J’avoue : j’y fais parfois de belles découvertes que je partage sans savoir qui verra. Qui lira. Parce qu’en ce qui me concerne, plus souvent qu’autrement, je ne prends pas la peine d’aller voir, ce qui se passe dans la Vie des autres. Dans vos Vies. Je suis aussi plate que ça… 

Pour contrer ce mal, je me fais des réserves d’antidotes. Comme celui-ci, reçu il y a quelques jours et que je vous partage avec la permission de l’auteur* : 

« Fritzsou (sic). Short and sweet sont bien peu de mots pour qualifier ton écriture. Voici plus en détail. Ce que j’aime plus que tout, c’est ton cœur que dévoilent tes mots, avec un soupçon de mystère, un brin d’humour dans une atmosphère d’appréciation et d’estime des moments présents, des petites choses de la vie et de ta complicité avec les gens qui t’entourent, sans oublier une belle imagination. Voilà de quoi charmer tout lecteur, en tout cas celui que je suis. »

Ces mots, ce jour-là, ont fait ma journée! J’ai décidé d’en faire une potion anti blues, pour les jours-de-rien. Quant à savoir quel en sera la durée d’action… Ça, ça restera à voir!...

Conclusion (et lien 😉…): Ben pour dire comment…

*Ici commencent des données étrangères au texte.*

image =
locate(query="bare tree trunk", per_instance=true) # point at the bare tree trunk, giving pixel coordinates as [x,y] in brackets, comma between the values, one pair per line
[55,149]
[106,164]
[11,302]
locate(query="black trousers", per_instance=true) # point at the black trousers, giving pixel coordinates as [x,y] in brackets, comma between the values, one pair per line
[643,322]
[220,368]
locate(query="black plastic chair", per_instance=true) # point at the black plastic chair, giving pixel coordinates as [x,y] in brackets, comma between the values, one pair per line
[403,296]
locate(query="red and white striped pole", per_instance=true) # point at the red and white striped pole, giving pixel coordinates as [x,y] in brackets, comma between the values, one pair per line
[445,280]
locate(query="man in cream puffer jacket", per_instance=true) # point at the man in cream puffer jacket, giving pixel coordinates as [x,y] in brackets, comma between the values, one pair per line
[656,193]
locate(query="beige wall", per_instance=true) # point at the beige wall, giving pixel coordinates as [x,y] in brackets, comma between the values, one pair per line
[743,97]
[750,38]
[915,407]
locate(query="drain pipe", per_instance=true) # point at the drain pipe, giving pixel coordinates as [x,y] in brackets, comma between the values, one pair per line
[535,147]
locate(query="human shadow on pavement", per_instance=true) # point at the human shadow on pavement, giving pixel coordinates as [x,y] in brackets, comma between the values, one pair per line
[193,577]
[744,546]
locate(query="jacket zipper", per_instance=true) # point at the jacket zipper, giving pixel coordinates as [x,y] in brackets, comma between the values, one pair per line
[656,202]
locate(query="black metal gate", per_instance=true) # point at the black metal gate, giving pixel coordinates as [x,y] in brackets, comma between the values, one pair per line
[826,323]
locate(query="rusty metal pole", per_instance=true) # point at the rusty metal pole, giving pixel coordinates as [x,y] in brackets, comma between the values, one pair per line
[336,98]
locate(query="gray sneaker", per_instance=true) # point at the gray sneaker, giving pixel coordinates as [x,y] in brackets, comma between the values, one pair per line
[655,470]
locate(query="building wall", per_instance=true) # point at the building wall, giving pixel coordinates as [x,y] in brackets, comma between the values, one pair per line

« Pour voir la Vie en rose, je n’ai pas besoin de grand-chose, tout simplement que je suppose, que tu viens ici pour me voir… »** 

*Gaston A. Lacroix, chroniqueur assidu dans L’Indice Bohémien

Commentaires

Violonsyl a dit…
Chère Fitzsou, ton texte me touche, et me remet devant les yeux, mon rapport à FB. Je passe un bel été, rempli d’expériences nouvelles et différentes. Je me débats en me demandant... est-ce que je mets quelques choses sur FB ? Qui cela peut bien intéresser de savoir que ma plus jeune a gradué, que j’ai fait la cycloroute de Bellechasse avec une amie, que je reviens de 5 jours de canot-Camping dans la réserve faunique La Vérendrye... pourquoi est-ce que je le ferais ? Pourquoi est-ce que je ne le ferais pas ? Pourquoi publier sur FB ? Qu’est-ce que cela me donne ? Égocentrisme ? Montrer mon bonheur à tous ceux qui s’en préoccupent ? Je ne sais pas... tu verras bien qu’elle aura été ma décision dans quelques jours !!! Merci d’écrire Fitzsou, de partager tes états d’âme.
Violonsyl a dit…
Fritzsou.... désolée, je massacre ton nom !!!
NENONNNNN... Violonsyl, tu l'as très bien écrit! C'est FiTZSou... pas de R... Je t'explique... au Cegep, j'ai joué le rôle d'un noir dans une pièce. M. Fritz... Comme je devais oublier les R, ça sonnait M. Fitz...
À cette époque j'écrivais des poèmes... en ajoutant un "sou", je trouvais que ça faisait "cute"... C'est donc de là que vient mon nom de plume... ;-)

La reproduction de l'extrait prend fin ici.